A Rainy Day in New York: A Brilliant Woody Allen (review)

A Rainy Day in New York: A Brilliant Woody Allen (review)

Released in the United States by Amazon Studios, the latest Woody Allen is quite a nice surprise.

Updated February 21, 2024: Five after his release at the cinema, disrupted by Woody Allen’s affairs, A rainy day in New York is finally broadcast for the first time unencrypted on television, this Wednesday on Arte. A romantic comedy carried by Timothée Chalamet, Elle Fanning and Selena Gomez which seduced the editorial staff of First.

Article from September 17, 2019: We thought we would never see him. Following the #MeToo movement and the resurgence of Dylan Farrow’s accusations against his father-in-law Woody Allen, Amazon Studios, producer and distributor of the director’s last three opuses, chose, at the beginning of 2018, to simply cancel the release of ‘A rainy day in New York in the USA. The rest of the world – well, that which had bought the rights to the film – was however not concerned by this decision dictated by a form of prudence, itself conditioned by a very particular American context.

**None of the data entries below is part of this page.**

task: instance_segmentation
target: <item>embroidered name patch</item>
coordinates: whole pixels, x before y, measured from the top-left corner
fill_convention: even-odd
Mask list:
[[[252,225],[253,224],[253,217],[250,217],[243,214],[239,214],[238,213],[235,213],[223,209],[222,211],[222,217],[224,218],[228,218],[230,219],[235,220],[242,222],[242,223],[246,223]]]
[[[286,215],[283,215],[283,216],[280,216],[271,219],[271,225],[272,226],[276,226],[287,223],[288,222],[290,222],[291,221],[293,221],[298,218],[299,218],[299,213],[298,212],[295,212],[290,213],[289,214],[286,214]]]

In France, Mars Films, regular distributor of the director’s films for ten years, wisely waited for things to settle down a little to work on the release. On arrival, we can only rejoice at this small turnaround in the situation (it is indeed one: the current circumstances and the bitter failure in France of Wonder Wheel, the previous Woody Allen, would dampen many ambitions). If we stick strictly to the artistic aspect, A rainy day in New York is arguably what Woody Allen has done best since, well, Blue Jasmine.

PURE ALLEN
An intellectual student, with the high-sounding name of Gatsby Welles (Timothée Chalamet), invites his girlfriend, Ashley Enright (Elle Fanning), to spend a romantic weekend in New York. The young woman, an apprentice film journalist, wants to take advantage of the opportunity to meet Roland Pollard (Liev Schreiber), one of the greatest directors in activity. That’s good, he accepted the principle of an interview for Ashley’s university gazette. Things are obviously not going to go as planned. Obsessed by her interview with the great, depressed man, Ashley is carted around New York while Gatsby tries to kill his growing sadness through the chance encounters he meets in the streets.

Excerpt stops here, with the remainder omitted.